As a big fan of Swift’s whose opinion on TTPD was much closer to Sheffield’s than the critical establishment, I was very interested to hear that he was publishing a book about her career. That interest was significantly curtailed when I saw that the book was only 202 pages long. Swift’s career is nearing the end of it’s second decade, and a book that brief didn’t seem like it could possibly cover it in depth. Reviews were generally mediocre as well, so the book went on my back-burner until I recently saw that it was available as an Audiobook on Spotify Premium.

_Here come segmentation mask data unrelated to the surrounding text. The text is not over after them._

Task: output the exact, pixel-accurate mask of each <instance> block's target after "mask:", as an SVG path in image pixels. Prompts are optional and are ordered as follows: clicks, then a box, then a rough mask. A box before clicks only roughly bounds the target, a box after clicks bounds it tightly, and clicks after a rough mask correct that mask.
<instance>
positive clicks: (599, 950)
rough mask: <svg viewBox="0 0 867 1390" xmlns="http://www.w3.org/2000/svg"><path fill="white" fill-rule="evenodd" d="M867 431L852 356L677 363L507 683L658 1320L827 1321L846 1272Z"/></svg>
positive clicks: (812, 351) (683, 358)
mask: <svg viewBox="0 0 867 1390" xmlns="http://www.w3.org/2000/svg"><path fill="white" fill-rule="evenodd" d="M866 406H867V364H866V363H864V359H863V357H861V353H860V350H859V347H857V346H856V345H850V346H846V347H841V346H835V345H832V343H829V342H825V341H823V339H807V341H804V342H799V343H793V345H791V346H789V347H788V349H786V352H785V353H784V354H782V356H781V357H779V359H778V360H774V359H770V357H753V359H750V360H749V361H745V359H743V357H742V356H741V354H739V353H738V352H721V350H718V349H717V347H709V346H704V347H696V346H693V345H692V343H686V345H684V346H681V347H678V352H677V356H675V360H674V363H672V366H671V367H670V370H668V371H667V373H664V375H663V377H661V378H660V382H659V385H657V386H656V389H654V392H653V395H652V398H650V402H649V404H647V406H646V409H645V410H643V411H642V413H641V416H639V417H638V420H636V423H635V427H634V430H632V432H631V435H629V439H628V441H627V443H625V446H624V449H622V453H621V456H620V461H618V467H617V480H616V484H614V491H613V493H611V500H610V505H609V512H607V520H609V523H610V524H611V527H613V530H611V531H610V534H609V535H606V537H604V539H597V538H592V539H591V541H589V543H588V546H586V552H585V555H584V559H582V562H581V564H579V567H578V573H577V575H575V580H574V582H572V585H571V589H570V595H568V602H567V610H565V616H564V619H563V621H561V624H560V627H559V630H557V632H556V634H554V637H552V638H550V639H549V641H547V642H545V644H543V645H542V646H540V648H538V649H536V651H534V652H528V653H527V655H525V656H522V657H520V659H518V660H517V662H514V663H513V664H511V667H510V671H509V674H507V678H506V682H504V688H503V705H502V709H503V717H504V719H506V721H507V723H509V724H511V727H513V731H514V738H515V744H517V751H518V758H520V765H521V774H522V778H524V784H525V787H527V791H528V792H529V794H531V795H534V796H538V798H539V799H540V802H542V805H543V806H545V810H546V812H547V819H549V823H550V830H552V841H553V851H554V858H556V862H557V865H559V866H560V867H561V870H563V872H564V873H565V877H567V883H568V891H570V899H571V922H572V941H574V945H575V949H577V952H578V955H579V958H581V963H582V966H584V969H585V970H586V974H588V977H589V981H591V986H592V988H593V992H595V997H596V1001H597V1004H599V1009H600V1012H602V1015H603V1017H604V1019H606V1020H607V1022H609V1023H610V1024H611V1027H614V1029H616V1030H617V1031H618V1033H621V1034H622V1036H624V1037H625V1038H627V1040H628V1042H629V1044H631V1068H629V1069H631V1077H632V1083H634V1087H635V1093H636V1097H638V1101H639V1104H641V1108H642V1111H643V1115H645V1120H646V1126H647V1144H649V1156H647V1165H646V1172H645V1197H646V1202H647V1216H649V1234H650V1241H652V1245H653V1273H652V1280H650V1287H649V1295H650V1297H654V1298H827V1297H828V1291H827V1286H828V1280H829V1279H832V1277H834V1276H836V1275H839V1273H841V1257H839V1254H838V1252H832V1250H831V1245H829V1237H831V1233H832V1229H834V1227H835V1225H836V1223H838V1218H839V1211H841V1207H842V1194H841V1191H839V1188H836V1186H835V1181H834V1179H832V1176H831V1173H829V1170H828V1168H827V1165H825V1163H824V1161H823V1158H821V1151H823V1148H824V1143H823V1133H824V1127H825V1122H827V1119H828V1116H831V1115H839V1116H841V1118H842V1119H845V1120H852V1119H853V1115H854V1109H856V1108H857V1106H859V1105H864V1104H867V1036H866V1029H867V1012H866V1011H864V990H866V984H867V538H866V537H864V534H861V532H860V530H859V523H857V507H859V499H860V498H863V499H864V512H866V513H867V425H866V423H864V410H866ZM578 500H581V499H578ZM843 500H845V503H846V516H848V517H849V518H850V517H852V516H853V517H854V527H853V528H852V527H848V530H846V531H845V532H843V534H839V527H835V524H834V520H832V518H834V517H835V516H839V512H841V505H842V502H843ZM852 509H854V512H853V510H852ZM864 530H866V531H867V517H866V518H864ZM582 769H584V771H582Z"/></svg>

Sheffield narrates his own writing, and does a credible job there. The content, however, is more of an issue. Heartbreak is the National Anthem (the title is derived from Swift’s song “New Romantics”, a deluxe track from her first purely pop album, 1989) would be a fair introduction to someone completely unfamiliar with her career, but for the informed fan it too often felt like an extended version of her Wikipedia page. In roughly chronological order, he runs through her albums, her boyfriends, her public controversies, and her business deals. If you’ve been meaning to look into why Swift and Kim Kardashian don’t get along, or why she’s re-releasing albums she put out years ago, Sheffield’s definitely got you covered.
What’s missing is context. Sheffield’s subtitle boldly claims that Taylor Swift reinvented the genre of pop music, but Sheffield doesn’t seem interested in laying out an argument for his position. He rarely cites which artists Taylor was inspired by or which she diverged from. He doesn’t really discuss her music at all, focusing more on her lyrics. This is fair to the extent that Swift isn’t really noted for her instrumentation, but his exploration of her lyricism is only surface-level as well. His entire evidence of her having reinvented pop consists of the fact that so many young female artists cite her as an inspiration, though many of those artists are quite different from her stylistically.
The bottom line is that I don’t see what a big fan of Swift’s would get out of reading this book, nor do I see why anyone who isn’t a big fan would read it. Maybe there’s a grandfather out there who wants to understand what his grandchildren are talking about, but that’s about it.